5. Combine Variables to Create Higher-order Features
Don’t try to “build a critter from pond-scum”; use higher-order components. For instance, on a trajectory estimation problem, calculate where the craft will land without any complex effects, such as Earth’s rotation and air resistance, and have the modeling algorithm estimate the shortfall instead of the full distance. Likewise, feeding a model every pixel value or time-series point will usually fail. Yet, higher-order features, like edges or trends, can be tried creatively; leave it to a variable-selecting modeling algorithm to pick and choose the particular feature versions to use.
6. Impute Missing Data
The easiest way to handle missing data on training is to not allow it. But this means deleting either a case or variable for which a cell is empty, so it may overly reduce your data. To get the benefit of the information in slightly “holey” cases, try filling in the data gaps with different alternatives:
- Mean of known cases for the variable
- Last value (if cases are in order)
- Estimated value from other known input values (best, but most complex)

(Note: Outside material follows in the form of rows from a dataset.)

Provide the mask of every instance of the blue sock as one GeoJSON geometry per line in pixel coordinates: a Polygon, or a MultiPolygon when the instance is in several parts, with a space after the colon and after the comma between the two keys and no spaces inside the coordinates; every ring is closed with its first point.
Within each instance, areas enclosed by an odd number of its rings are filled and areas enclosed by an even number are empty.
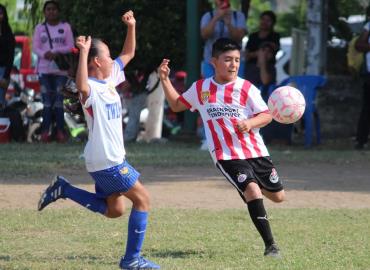
{"type": "Polygon", "coordinates": [[[107,211],[107,202],[104,199],[98,198],[95,193],[79,189],[72,185],[66,185],[63,192],[66,198],[71,199],[93,212],[104,215],[107,211]]]}
{"type": "Polygon", "coordinates": [[[132,208],[128,221],[127,245],[124,260],[129,261],[139,257],[145,238],[147,223],[148,212],[142,212],[132,208]]]}

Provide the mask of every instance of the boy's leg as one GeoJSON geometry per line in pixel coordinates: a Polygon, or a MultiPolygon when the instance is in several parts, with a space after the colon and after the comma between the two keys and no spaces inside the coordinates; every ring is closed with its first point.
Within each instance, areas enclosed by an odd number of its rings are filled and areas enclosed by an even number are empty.
{"type": "Polygon", "coordinates": [[[122,269],[159,269],[157,264],[140,256],[148,223],[149,194],[139,181],[136,181],[129,191],[122,194],[130,199],[133,205],[128,222],[126,253],[121,259],[120,267],[122,269]]]}
{"type": "Polygon", "coordinates": [[[278,249],[274,243],[270,223],[263,204],[262,191],[253,177],[253,167],[248,160],[223,160],[216,164],[226,179],[237,189],[248,206],[249,215],[260,233],[266,249],[265,255],[278,257],[278,249]],[[267,250],[276,247],[273,253],[267,250]]]}
{"type": "Polygon", "coordinates": [[[251,182],[247,185],[244,197],[248,205],[249,215],[267,248],[274,244],[274,238],[272,236],[270,223],[263,204],[261,189],[256,183],[251,182]]]}
{"type": "Polygon", "coordinates": [[[284,190],[280,190],[278,192],[271,192],[271,191],[267,191],[266,189],[262,189],[262,193],[263,195],[266,196],[266,198],[276,203],[281,203],[285,200],[284,190]]]}
{"type": "Polygon", "coordinates": [[[279,248],[272,236],[270,222],[263,204],[262,191],[255,182],[250,182],[243,193],[249,215],[265,243],[265,256],[280,258],[279,248]]]}
{"type": "Polygon", "coordinates": [[[41,195],[38,210],[41,211],[47,205],[58,199],[71,199],[81,206],[100,214],[105,214],[107,203],[105,199],[98,198],[95,193],[72,186],[62,176],[57,176],[50,186],[41,195]]]}

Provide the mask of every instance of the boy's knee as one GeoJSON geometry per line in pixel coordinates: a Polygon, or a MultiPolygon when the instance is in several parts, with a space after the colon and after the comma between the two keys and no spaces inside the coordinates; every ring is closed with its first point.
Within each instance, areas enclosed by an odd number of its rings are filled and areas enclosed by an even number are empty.
{"type": "Polygon", "coordinates": [[[247,201],[262,198],[260,187],[254,182],[249,183],[244,191],[244,197],[247,199],[247,201]]]}
{"type": "Polygon", "coordinates": [[[278,193],[276,193],[272,198],[271,198],[271,200],[273,201],[273,202],[276,202],[276,203],[281,203],[281,202],[283,202],[284,200],[285,200],[285,193],[284,193],[284,191],[280,191],[280,192],[278,192],[278,193]]]}
{"type": "Polygon", "coordinates": [[[105,214],[108,218],[118,218],[125,213],[125,207],[122,205],[116,205],[114,207],[110,207],[107,209],[107,213],[105,214]]]}
{"type": "Polygon", "coordinates": [[[106,217],[118,218],[125,213],[125,205],[123,203],[116,202],[114,204],[108,205],[106,217]]]}

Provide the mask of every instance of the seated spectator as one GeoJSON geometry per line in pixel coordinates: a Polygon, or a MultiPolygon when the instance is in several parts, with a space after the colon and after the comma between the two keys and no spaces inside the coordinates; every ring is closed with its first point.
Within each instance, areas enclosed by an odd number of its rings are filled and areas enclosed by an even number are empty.
{"type": "Polygon", "coordinates": [[[264,11],[259,30],[249,36],[246,46],[245,79],[259,87],[267,99],[268,88],[276,84],[275,56],[280,48],[280,35],[274,31],[275,13],[264,11]]]}

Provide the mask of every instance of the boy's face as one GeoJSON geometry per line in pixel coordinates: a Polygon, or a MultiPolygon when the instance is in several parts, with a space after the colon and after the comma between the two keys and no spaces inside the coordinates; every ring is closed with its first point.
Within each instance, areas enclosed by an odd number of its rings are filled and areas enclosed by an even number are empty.
{"type": "Polygon", "coordinates": [[[226,51],[218,57],[212,57],[211,63],[215,68],[215,80],[218,83],[234,81],[238,76],[240,51],[226,51]]]}
{"type": "Polygon", "coordinates": [[[103,73],[104,78],[107,78],[112,72],[113,60],[110,56],[109,48],[106,44],[104,44],[103,42],[99,43],[98,48],[98,61],[100,64],[99,68],[103,73]]]}

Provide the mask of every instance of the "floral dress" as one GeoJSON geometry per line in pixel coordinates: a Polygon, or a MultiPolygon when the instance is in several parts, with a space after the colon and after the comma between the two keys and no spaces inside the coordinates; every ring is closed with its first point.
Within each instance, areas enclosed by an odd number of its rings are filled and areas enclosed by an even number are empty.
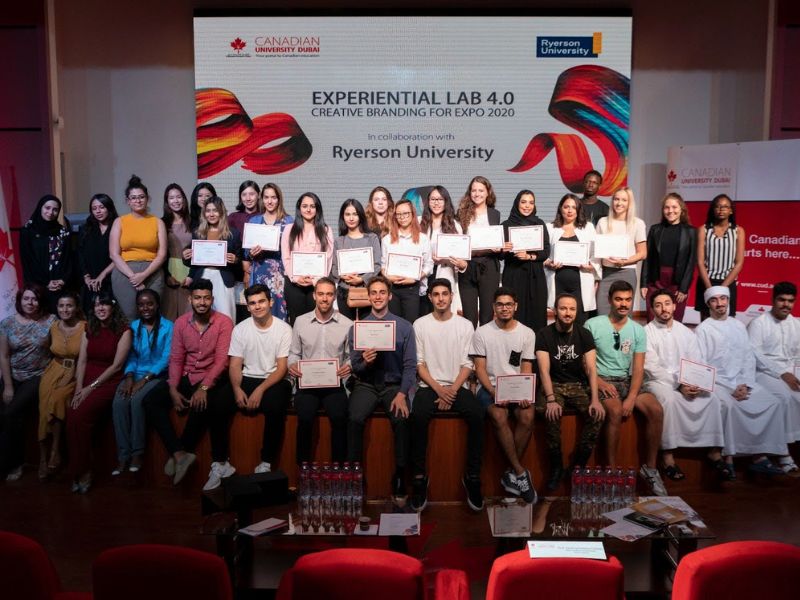
{"type": "MultiPolygon", "coordinates": [[[[251,217],[248,222],[259,225],[266,224],[264,222],[263,215],[251,217]]],[[[290,217],[289,215],[285,215],[282,219],[275,221],[273,225],[281,226],[282,236],[283,230],[286,228],[286,226],[291,225],[292,223],[294,223],[294,218],[290,217]]],[[[283,261],[281,260],[281,251],[274,250],[262,252],[257,259],[253,259],[250,256],[250,251],[245,250],[244,259],[250,261],[251,263],[250,281],[248,281],[248,285],[255,285],[257,283],[266,285],[267,288],[269,288],[270,294],[272,295],[273,316],[279,318],[281,321],[286,321],[288,313],[286,311],[286,298],[284,297],[283,292],[284,271],[283,261]]]]}

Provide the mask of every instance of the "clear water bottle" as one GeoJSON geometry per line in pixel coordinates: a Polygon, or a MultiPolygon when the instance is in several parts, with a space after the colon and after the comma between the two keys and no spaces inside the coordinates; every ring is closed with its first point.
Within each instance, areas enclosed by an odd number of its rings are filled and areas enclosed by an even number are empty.
{"type": "Polygon", "coordinates": [[[583,502],[583,471],[581,471],[580,467],[575,467],[575,470],[572,471],[570,499],[573,504],[583,502]]]}
{"type": "Polygon", "coordinates": [[[614,509],[625,506],[625,471],[617,467],[614,471],[614,509]]]}
{"type": "Polygon", "coordinates": [[[636,502],[636,469],[628,467],[625,476],[625,504],[630,506],[634,502],[636,502]]]}
{"type": "Polygon", "coordinates": [[[614,503],[614,469],[606,467],[603,473],[603,502],[606,506],[614,503]]]}
{"type": "Polygon", "coordinates": [[[592,503],[603,501],[603,469],[595,467],[592,471],[592,503]]]}
{"type": "Polygon", "coordinates": [[[361,470],[361,463],[353,465],[353,479],[350,489],[353,496],[353,517],[358,520],[364,506],[364,472],[361,470]]]}
{"type": "Polygon", "coordinates": [[[305,530],[308,526],[309,504],[311,502],[310,489],[311,468],[307,462],[300,465],[297,474],[297,504],[300,513],[300,527],[305,530]]]}
{"type": "Polygon", "coordinates": [[[320,491],[322,484],[320,482],[320,474],[318,472],[311,471],[311,477],[309,478],[309,503],[308,503],[308,525],[314,532],[319,531],[320,525],[320,504],[321,504],[321,496],[320,491]]]}

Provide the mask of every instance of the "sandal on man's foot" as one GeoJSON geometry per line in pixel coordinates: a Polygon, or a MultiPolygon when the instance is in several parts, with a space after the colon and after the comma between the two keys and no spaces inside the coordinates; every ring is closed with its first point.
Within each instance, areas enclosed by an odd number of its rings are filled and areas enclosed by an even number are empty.
{"type": "Polygon", "coordinates": [[[676,464],[665,465],[664,466],[664,475],[672,479],[672,481],[680,481],[682,479],[686,479],[686,474],[681,471],[681,468],[676,464]]]}
{"type": "Polygon", "coordinates": [[[733,465],[729,465],[721,458],[711,460],[711,466],[714,468],[717,478],[720,481],[733,481],[736,479],[736,473],[733,470],[733,465]]]}
{"type": "Polygon", "coordinates": [[[800,477],[800,468],[798,468],[791,456],[781,458],[780,467],[789,477],[800,477]]]}
{"type": "Polygon", "coordinates": [[[772,464],[768,458],[762,458],[755,462],[751,462],[747,470],[751,473],[758,473],[761,475],[783,475],[783,469],[772,464]]]}

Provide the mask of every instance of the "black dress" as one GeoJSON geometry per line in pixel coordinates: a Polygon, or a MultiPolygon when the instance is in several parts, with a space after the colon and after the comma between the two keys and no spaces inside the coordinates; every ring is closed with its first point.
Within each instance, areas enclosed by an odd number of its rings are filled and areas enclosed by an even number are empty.
{"type": "Polygon", "coordinates": [[[38,283],[47,294],[48,308],[55,312],[56,296],[47,285],[63,280],[70,287],[72,277],[72,248],[70,231],[58,223],[41,224],[28,221],[19,234],[22,277],[27,283],[38,283]]]}
{"type": "Polygon", "coordinates": [[[503,221],[506,239],[508,239],[509,227],[530,225],[541,225],[544,248],[529,252],[529,254],[536,254],[534,260],[520,260],[513,252],[506,254],[503,267],[503,287],[511,288],[517,293],[519,307],[514,318],[534,331],[539,331],[547,325],[547,281],[542,263],[550,256],[550,236],[544,221],[539,217],[519,215],[515,219],[512,210],[511,217],[503,221]]]}
{"type": "MultiPolygon", "coordinates": [[[[578,236],[562,236],[560,242],[577,242],[578,236]]],[[[578,315],[576,321],[583,324],[586,313],[583,311],[583,296],[581,295],[581,269],[580,267],[563,266],[556,271],[556,297],[559,294],[572,294],[578,301],[578,315]]]]}
{"type": "MultiPolygon", "coordinates": [[[[84,275],[88,275],[94,279],[103,272],[109,264],[111,264],[111,255],[108,252],[108,239],[111,235],[111,226],[106,228],[105,233],[100,233],[99,227],[81,228],[80,241],[78,242],[78,267],[81,276],[81,301],[83,302],[83,310],[86,314],[92,310],[94,305],[94,296],[97,292],[93,292],[86,287],[86,282],[83,280],[84,275]]],[[[100,284],[100,291],[111,294],[111,274],[109,273],[103,282],[100,284]]]]}

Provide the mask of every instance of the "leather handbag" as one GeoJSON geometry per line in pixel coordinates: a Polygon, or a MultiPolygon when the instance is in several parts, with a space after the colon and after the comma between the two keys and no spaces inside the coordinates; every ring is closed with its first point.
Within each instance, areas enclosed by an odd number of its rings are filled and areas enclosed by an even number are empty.
{"type": "Polygon", "coordinates": [[[347,289],[347,306],[350,308],[366,308],[369,305],[367,288],[350,287],[347,289]]]}

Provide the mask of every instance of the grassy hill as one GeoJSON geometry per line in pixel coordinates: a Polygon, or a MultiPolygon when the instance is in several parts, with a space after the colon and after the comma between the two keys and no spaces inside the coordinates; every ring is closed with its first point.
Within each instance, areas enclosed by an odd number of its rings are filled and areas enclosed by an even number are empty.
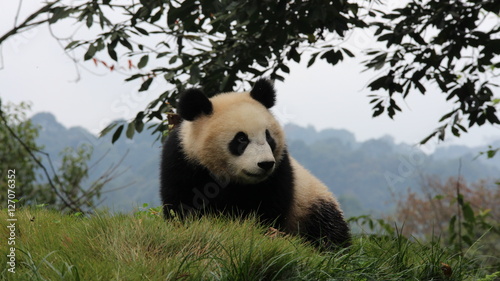
{"type": "MultiPolygon", "coordinates": [[[[17,210],[15,273],[5,268],[0,279],[495,280],[471,249],[462,257],[397,233],[357,235],[350,249],[326,253],[297,237],[270,234],[254,220],[166,222],[156,211],[85,217],[17,210]]],[[[7,210],[0,210],[2,265],[11,250],[4,243],[7,225],[7,210]]]]}

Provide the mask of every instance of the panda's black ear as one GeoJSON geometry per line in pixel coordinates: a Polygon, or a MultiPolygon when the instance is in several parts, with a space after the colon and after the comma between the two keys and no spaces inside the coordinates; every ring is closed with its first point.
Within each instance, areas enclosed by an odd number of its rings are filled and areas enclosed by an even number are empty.
{"type": "Polygon", "coordinates": [[[264,78],[257,80],[250,91],[250,96],[267,108],[273,107],[276,102],[276,91],[273,82],[264,78]]]}
{"type": "Polygon", "coordinates": [[[193,121],[203,114],[212,114],[212,102],[200,89],[189,89],[180,95],[177,111],[182,119],[193,121]]]}

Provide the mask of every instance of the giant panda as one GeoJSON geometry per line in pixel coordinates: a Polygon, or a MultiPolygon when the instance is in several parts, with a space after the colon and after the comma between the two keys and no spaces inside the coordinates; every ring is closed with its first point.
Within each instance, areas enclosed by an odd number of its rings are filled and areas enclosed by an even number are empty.
{"type": "Polygon", "coordinates": [[[328,188],[293,159],[269,111],[268,79],[250,92],[180,95],[182,120],[163,145],[160,194],[165,217],[257,215],[320,247],[349,245],[349,227],[328,188]]]}

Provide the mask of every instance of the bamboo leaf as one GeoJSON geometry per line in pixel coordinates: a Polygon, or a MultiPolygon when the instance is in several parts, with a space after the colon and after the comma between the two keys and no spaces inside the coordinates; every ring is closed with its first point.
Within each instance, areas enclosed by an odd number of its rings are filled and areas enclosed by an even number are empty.
{"type": "Polygon", "coordinates": [[[139,63],[137,64],[138,68],[144,68],[148,64],[149,60],[149,55],[144,55],[142,58],[139,60],[139,63]]]}
{"type": "Polygon", "coordinates": [[[123,131],[123,125],[120,125],[120,127],[118,127],[118,129],[116,129],[115,133],[113,134],[113,138],[111,139],[111,143],[115,143],[120,138],[122,131],[123,131]]]}

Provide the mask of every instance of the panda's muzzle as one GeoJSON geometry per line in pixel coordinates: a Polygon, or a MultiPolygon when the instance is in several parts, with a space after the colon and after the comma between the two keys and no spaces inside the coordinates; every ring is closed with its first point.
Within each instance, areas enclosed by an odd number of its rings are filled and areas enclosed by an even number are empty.
{"type": "Polygon", "coordinates": [[[249,177],[252,177],[252,178],[263,178],[263,177],[266,177],[270,174],[270,172],[272,171],[272,169],[274,167],[274,164],[275,164],[274,161],[259,162],[259,163],[257,163],[257,166],[259,166],[259,168],[261,169],[261,172],[251,173],[247,170],[243,170],[243,173],[249,177]]]}
{"type": "Polygon", "coordinates": [[[265,173],[254,174],[254,173],[250,173],[250,172],[245,171],[245,170],[243,170],[243,173],[249,177],[252,177],[252,178],[262,178],[266,175],[265,173]]]}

- If categorical, you can add the label “missing”
7. Explode Categorical Variables to Allow Use of Estimation Routines
A categorical variable can’t be used directly in an estimation algorithm like regression or neural networks. But, you can “explode” a C-category variable into C-1 binary variables where each holds a 1 if the category is its value for that case. (However, note suggestion #8, below.)
8. Merge Categories if There are Too Many
Each value of a categorical variable is usually allowed to have its own parameter by an algorithm, so overfit is very likely if there are too many categories. For instance, a person’s State can have over 50 values (with Washington, DC and Puerto Rico, etc.) but the important (well-populated) states in a database may be quite fewer. Keep the large categories and merge the remaining into “Other” or divide them by domain knowledge, such as regions. Always look for differences among categories and merge them if they aren’t significant enough.
9. Merge Variables with Similar Behavior
If you have real-valued variables which are strongly correlated, you can average them to create one candidate variable. For binary variables, you could examine their expected value conditioned on the output in the training data set, and create a super-variable which is the sum of those which tend toward one of the classes of the output. For instance, people might have flags (bits) reflecting their interest (or lack thereof) in Nascar racing, Vegetarian cooking, Field and Stream magazine, progressive rock, etc. You could find which are correlated with voting patterns for each party over the training data and create one variable for each party to hold the sum of these bits. The union of those bits (a super-variable) will be much less empty than the original variables.
10. Spherify Data
Many algorithms (e.g., nearest neighbors, clustering) need the variables to be on the same scale and be independent. But, these conditions are not natural in practice. For instance, a person’s weight might be in pounds and height in inches, so a unit step in height is much more significant than a unit step in weight. To handle scaling and offset, you can normalize the data by transforming each variable by Z = (X – m)/ s where m and s are the mean and standard deviation of X. But a more serious issue is correlation. To properly account for this, I recommend using the Mahalanobis Distance function, which employs the inverse of the correlation matrix of the variables. (It is not implemented in commercial tools as often as it should be!) A beneficial result is that, for instance, the Mahalanobis distance from a point to the mean of the data is a good measure of that point’s atypicality.